Montgomery Academy made its eighth consecutive trip to the state playoffs, a school record, and its 10th trip to the quarterfinals. The Eagles’ fourth 12-win season is the best ever for a first-year coach at the school.

“We all knew Catholic was going to be good with all their D-I athletes and we heard about how good Trinity was going to be early,” MA coach Robert Johnson said. “ACA just kept building all year. They’ve got some really good-looking kids and their quarterback is out of sight. You could tell it was coming.”

Johnson is the dean of CCC coaches despite coaching at Montgomery Academy for one year. In addition to his career as an MA lineman (1985-87) and an assistant at MA (1991-94) and coordinator at St. James (1995-96), he also served as head coach of the Trojans from 1997-2006, giving him 20 years in the conference.

And while Trinity didn’t set any school records with Granger Shook’s first year as the head coach, the Wildcats are making their 11th trip to the quarterfinals but first since 2010. It is also Trinity’s first 10-win season since 2010 (and 11th overall).

“We had a feeling ACA was really good and coming out and playing them as hard as we did and with MA being one of the biggest teams in the state and the skill guys to match it, I had a feeling those teams were pretty good,” Shook said. “I think we’re all doing a good job of getting our teams to hit their stride at the right time.”

St. James, the fifth team in the Capital City Conference, didn’t make it past the first round, the Trojans were part of history as well as all five CCC teams hosted a first-round playoff game for the first time.

As Blackwell noted, part of the reason for the postseason accomplishments of the CCC teams is the alignment of two teams in 4A and the remaining three teams in two different 3A regions. Had the three 3A teams been in the same region, only two could have hosted first-round games and it’s unlikely all three could have reached this point.

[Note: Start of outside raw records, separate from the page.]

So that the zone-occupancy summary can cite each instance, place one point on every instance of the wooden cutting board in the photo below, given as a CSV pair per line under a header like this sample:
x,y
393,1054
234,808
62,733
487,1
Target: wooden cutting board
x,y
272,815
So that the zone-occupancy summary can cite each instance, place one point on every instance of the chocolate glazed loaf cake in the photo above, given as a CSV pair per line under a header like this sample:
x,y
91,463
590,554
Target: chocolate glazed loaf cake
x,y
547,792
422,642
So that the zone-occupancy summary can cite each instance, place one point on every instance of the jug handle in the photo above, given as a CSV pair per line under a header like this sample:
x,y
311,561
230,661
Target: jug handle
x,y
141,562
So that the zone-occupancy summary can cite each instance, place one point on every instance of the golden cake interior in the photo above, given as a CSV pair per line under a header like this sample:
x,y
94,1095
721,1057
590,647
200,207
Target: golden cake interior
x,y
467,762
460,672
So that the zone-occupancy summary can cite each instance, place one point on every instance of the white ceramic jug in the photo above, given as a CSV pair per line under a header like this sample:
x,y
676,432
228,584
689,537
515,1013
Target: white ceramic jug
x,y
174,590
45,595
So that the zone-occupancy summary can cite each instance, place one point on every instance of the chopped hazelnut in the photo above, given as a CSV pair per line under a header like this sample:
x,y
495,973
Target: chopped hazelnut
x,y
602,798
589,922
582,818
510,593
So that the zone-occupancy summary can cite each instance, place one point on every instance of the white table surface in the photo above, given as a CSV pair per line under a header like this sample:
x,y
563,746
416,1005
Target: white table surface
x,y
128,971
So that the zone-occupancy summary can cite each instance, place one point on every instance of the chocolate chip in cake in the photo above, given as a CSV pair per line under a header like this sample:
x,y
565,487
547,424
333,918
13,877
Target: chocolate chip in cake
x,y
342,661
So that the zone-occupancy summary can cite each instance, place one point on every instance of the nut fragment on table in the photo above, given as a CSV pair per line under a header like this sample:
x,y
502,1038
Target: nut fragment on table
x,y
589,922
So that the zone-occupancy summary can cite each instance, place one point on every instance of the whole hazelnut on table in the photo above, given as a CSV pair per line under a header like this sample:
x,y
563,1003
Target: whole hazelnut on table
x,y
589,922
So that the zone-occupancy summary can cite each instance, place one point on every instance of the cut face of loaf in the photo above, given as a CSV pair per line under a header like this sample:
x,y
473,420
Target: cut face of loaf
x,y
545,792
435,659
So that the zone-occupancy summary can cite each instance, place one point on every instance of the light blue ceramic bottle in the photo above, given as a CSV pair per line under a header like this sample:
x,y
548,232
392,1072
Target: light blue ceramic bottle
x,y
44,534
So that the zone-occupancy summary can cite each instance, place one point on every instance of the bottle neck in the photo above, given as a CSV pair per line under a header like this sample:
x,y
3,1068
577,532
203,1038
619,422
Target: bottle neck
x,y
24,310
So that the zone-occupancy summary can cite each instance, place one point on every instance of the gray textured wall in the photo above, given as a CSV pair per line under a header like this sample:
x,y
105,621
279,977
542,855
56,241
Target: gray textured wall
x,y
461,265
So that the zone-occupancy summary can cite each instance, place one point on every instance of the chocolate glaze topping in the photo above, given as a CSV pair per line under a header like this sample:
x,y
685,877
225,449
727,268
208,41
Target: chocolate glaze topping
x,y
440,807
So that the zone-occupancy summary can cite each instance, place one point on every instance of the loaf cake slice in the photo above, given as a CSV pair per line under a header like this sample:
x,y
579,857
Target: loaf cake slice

Had four been in the same classification – St. James was originally listed as a 3A program because of a clerical error, but the Trojans are only a few students away from being in 3A – it’s a good bet that not all of them would have made the playoffs.

“We all got favorable draws with our regions,” Blackwell observed. “It set up well with us for travel and our teams. But being spread out, it all changes if MA is in the same region with us (Trinity and Catholic). If St. James had 10 or 11 less kids, they’re in our region, too.

“We’d love to be together in the same region because our travel is down and we’re all going to play, but being spread out sets us up for opportunities like we’re getting ready to play. Here we are, an opportunity to showcase what Montgomery can really do and looking forward to good football the next couple of weeks.”

No other tri-county teams reached the AHSAA quarterfinals, but on six occasions at least five teams made quarterfinal appearances in the same year, most recently in 2006 when Montgomery Academy, Trinity, Elmore County, Prattville and Sidney Lanier all reached the quarterfinals.

Five area teams also reached the quarterfinals in 1989, 1990, 1996, 2002 and 2004. In 1995, six teams from the area reached the quarterfinals – Autaugaville, Billingsley, Wetumpka, Stanhope Elmore, Robert E. Lee and Jeff Davis.